We present a high-order surface quadrature (HOSQ) for accurately approximating regular surface integrals on closed surfaces. The initial step of our approach rests on exploiting square-squeezing--a homeomorphic bilinear square-simplex transformation, re-parametrizing any surface triangulation to a quadrilateral mesh. For each resulting quadrilateral domain we interpolate the geometry by tensor polynomials in Chebyshev--Lobatto grids.

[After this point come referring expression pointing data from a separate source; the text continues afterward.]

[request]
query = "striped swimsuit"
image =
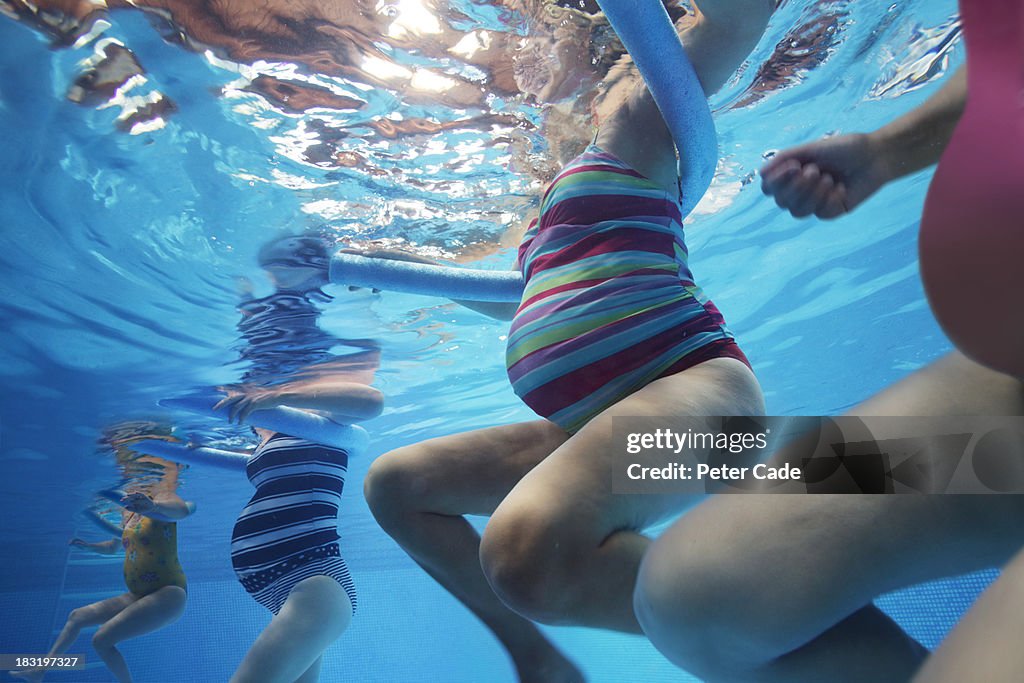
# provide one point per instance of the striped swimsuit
(289, 529)
(609, 303)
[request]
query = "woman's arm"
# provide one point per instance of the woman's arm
(343, 401)
(833, 176)
(501, 310)
(165, 507)
(103, 524)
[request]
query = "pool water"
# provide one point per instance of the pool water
(121, 253)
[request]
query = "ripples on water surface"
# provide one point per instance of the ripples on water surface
(130, 214)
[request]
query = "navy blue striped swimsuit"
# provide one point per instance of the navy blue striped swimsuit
(289, 529)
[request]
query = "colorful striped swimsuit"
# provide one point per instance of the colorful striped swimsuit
(609, 303)
(289, 529)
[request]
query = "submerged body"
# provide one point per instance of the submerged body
(971, 238)
(288, 531)
(609, 303)
(151, 555)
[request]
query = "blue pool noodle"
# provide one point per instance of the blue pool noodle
(202, 456)
(445, 281)
(649, 37)
(286, 420)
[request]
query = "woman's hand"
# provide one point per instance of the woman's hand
(137, 502)
(827, 178)
(243, 399)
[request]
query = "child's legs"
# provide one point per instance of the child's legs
(143, 615)
(562, 548)
(80, 617)
(316, 612)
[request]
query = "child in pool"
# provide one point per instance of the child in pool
(285, 545)
(156, 583)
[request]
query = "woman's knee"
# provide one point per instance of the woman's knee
(716, 620)
(395, 484)
(528, 559)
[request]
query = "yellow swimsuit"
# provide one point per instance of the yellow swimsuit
(151, 555)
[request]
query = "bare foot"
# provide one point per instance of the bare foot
(547, 665)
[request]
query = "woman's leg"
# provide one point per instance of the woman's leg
(419, 495)
(143, 615)
(779, 588)
(312, 674)
(315, 613)
(985, 645)
(79, 619)
(562, 548)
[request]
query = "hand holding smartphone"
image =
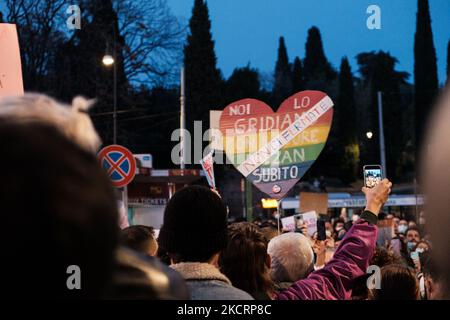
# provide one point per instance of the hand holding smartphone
(373, 174)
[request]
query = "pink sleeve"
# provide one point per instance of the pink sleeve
(335, 280)
(123, 219)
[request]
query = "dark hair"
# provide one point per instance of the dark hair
(57, 195)
(397, 283)
(383, 257)
(195, 225)
(139, 237)
(269, 232)
(243, 261)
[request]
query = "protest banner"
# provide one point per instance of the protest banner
(311, 201)
(274, 150)
(10, 66)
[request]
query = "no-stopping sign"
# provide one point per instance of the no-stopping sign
(119, 163)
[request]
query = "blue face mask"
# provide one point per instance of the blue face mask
(402, 228)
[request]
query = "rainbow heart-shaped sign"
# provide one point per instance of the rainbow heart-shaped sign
(274, 150)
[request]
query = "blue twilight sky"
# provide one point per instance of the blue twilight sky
(248, 30)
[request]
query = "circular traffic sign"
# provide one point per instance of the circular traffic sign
(119, 163)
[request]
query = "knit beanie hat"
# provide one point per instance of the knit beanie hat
(195, 224)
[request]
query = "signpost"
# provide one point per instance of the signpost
(119, 163)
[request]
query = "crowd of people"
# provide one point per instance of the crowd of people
(61, 211)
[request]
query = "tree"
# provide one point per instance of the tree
(346, 124)
(317, 69)
(425, 71)
(378, 74)
(203, 79)
(38, 26)
(283, 78)
(297, 76)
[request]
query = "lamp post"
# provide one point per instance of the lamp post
(107, 61)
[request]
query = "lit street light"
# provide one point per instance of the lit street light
(108, 60)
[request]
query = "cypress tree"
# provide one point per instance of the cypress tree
(425, 70)
(283, 80)
(203, 79)
(315, 65)
(346, 124)
(297, 76)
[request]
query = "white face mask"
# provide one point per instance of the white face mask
(402, 228)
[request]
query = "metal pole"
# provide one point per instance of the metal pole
(278, 215)
(115, 89)
(182, 119)
(380, 122)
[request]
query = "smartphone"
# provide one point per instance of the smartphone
(321, 232)
(414, 255)
(373, 174)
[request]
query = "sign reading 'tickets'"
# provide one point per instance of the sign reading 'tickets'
(274, 150)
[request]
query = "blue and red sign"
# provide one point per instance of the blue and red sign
(119, 163)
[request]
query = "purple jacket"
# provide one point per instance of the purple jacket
(350, 261)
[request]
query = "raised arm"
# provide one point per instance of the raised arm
(351, 259)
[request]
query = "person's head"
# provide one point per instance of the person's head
(72, 120)
(402, 226)
(383, 257)
(195, 225)
(412, 236)
(269, 232)
(56, 194)
(292, 257)
(422, 246)
(412, 224)
(397, 283)
(245, 260)
(140, 238)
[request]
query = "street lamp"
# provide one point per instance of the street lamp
(107, 61)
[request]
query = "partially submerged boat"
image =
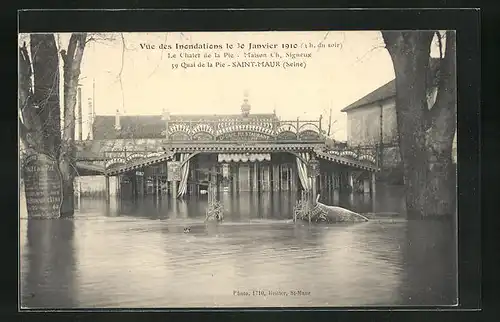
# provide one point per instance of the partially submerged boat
(329, 214)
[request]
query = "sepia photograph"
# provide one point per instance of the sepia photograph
(237, 169)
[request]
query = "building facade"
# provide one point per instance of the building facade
(185, 154)
(372, 123)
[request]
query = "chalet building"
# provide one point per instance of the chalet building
(372, 124)
(234, 152)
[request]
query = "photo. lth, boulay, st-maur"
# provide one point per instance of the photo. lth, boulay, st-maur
(231, 169)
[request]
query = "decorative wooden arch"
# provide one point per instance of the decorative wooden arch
(368, 158)
(114, 161)
(289, 127)
(186, 134)
(178, 127)
(203, 127)
(308, 126)
(253, 128)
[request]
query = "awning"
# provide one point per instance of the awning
(243, 157)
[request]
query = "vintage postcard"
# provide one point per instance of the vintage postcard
(237, 169)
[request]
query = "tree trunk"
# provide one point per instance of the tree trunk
(72, 60)
(441, 184)
(39, 128)
(425, 136)
(46, 90)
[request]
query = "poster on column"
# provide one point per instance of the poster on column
(174, 171)
(261, 114)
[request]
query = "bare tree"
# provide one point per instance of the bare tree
(39, 104)
(425, 133)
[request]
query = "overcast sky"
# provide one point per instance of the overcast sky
(334, 77)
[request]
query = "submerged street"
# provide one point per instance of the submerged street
(137, 254)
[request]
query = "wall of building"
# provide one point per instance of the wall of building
(95, 186)
(364, 124)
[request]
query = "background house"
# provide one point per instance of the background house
(371, 123)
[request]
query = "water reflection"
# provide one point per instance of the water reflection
(136, 254)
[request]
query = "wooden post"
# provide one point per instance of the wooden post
(314, 188)
(107, 187)
(174, 189)
(366, 185)
(276, 178)
(373, 183)
(255, 182)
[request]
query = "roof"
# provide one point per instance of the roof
(132, 126)
(153, 126)
(388, 90)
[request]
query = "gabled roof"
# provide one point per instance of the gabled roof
(132, 126)
(388, 90)
(153, 126)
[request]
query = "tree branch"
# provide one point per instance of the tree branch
(446, 85)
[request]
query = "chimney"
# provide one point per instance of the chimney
(117, 121)
(245, 107)
(80, 117)
(91, 120)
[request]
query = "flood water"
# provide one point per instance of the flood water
(137, 255)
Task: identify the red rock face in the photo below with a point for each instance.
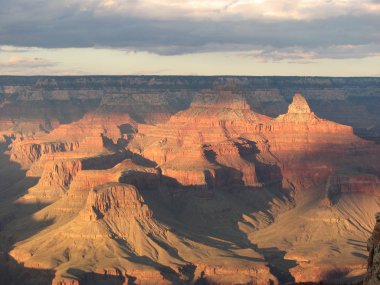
(200, 146)
(96, 172)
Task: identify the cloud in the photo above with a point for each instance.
(297, 54)
(297, 29)
(17, 62)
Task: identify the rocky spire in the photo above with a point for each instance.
(373, 246)
(299, 105)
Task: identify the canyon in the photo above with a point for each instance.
(188, 180)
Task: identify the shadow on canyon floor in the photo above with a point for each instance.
(14, 183)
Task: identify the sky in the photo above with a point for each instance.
(190, 37)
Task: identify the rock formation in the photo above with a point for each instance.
(373, 245)
(163, 186)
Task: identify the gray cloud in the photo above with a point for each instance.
(44, 23)
(17, 62)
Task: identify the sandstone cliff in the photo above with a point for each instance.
(373, 245)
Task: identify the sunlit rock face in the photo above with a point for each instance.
(190, 187)
(200, 146)
(373, 245)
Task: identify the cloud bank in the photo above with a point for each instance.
(300, 30)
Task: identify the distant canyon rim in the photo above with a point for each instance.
(189, 180)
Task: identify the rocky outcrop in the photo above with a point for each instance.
(373, 246)
(360, 183)
(200, 146)
(93, 134)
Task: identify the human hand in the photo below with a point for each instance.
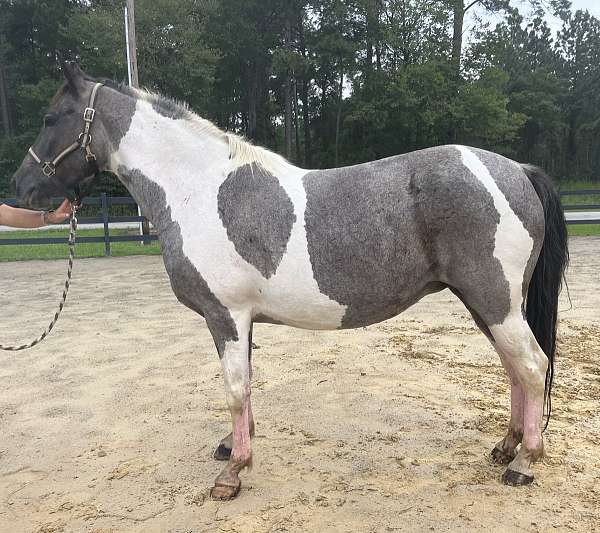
(60, 214)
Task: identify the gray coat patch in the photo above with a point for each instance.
(258, 216)
(383, 234)
(188, 284)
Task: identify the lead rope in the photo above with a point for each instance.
(72, 231)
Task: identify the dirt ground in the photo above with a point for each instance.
(110, 424)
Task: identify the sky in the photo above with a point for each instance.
(593, 6)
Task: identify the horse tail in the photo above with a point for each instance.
(541, 306)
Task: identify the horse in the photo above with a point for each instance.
(247, 238)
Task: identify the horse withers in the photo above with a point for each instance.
(247, 237)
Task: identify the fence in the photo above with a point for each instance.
(576, 214)
(104, 201)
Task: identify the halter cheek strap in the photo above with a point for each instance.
(84, 141)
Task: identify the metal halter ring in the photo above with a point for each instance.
(89, 114)
(48, 169)
(87, 139)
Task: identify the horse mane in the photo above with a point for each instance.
(241, 151)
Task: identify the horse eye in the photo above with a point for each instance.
(49, 120)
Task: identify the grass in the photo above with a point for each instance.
(60, 251)
(578, 186)
(27, 252)
(584, 230)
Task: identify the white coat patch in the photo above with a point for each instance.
(190, 173)
(513, 244)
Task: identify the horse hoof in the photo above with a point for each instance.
(500, 457)
(225, 492)
(516, 479)
(222, 453)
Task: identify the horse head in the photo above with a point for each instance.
(71, 147)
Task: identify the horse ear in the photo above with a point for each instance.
(74, 75)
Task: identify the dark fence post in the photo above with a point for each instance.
(104, 201)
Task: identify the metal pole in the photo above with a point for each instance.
(104, 201)
(132, 74)
(131, 44)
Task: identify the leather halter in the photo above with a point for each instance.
(84, 141)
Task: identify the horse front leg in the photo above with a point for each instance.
(236, 371)
(223, 450)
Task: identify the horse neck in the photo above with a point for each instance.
(188, 149)
(163, 160)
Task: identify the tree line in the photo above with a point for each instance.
(329, 82)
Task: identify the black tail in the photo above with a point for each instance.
(544, 288)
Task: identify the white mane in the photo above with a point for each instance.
(241, 152)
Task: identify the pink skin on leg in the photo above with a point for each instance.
(241, 453)
(227, 484)
(505, 450)
(526, 363)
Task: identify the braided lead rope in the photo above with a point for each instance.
(72, 232)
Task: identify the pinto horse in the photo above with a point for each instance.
(247, 237)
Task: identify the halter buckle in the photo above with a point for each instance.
(48, 169)
(89, 114)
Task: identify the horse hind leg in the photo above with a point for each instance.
(505, 450)
(528, 365)
(525, 364)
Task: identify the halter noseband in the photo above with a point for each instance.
(84, 141)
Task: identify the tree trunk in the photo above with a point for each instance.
(338, 118)
(457, 36)
(4, 102)
(306, 125)
(6, 123)
(288, 93)
(305, 102)
(296, 121)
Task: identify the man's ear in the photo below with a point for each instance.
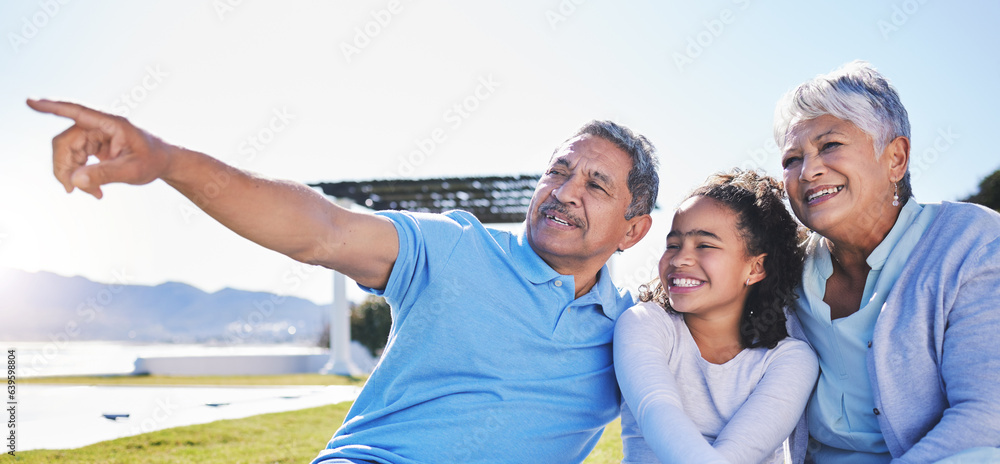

Posterior the tensor-product Clenshaw-Curtis quadrature is applied to compute the resulting integral. We demonstrate efficiency, fast runtime performance, high-order accuracy, and robustness for complex geometries.

翻译：我们提出了一种高阶曲面求积法（HOSQ），用于精确逼近封闭曲面上的规则曲面积分。该方法的第一步基于利用方形压缩变换——一种同胚的双线性方形-单纯形变换，将任意曲面三角剖分重新参数化为四边形网格。对于每个生成的四边形域，我们通过切比雪夫-洛巴托网格上的张量多项式插值几何形状。随后应用张量积克伦肖-柯蒂斯求积法计算所得积分。我们展示了该方法在复杂几何形状上的高效性、快速运行性能、高阶精度及鲁棒性。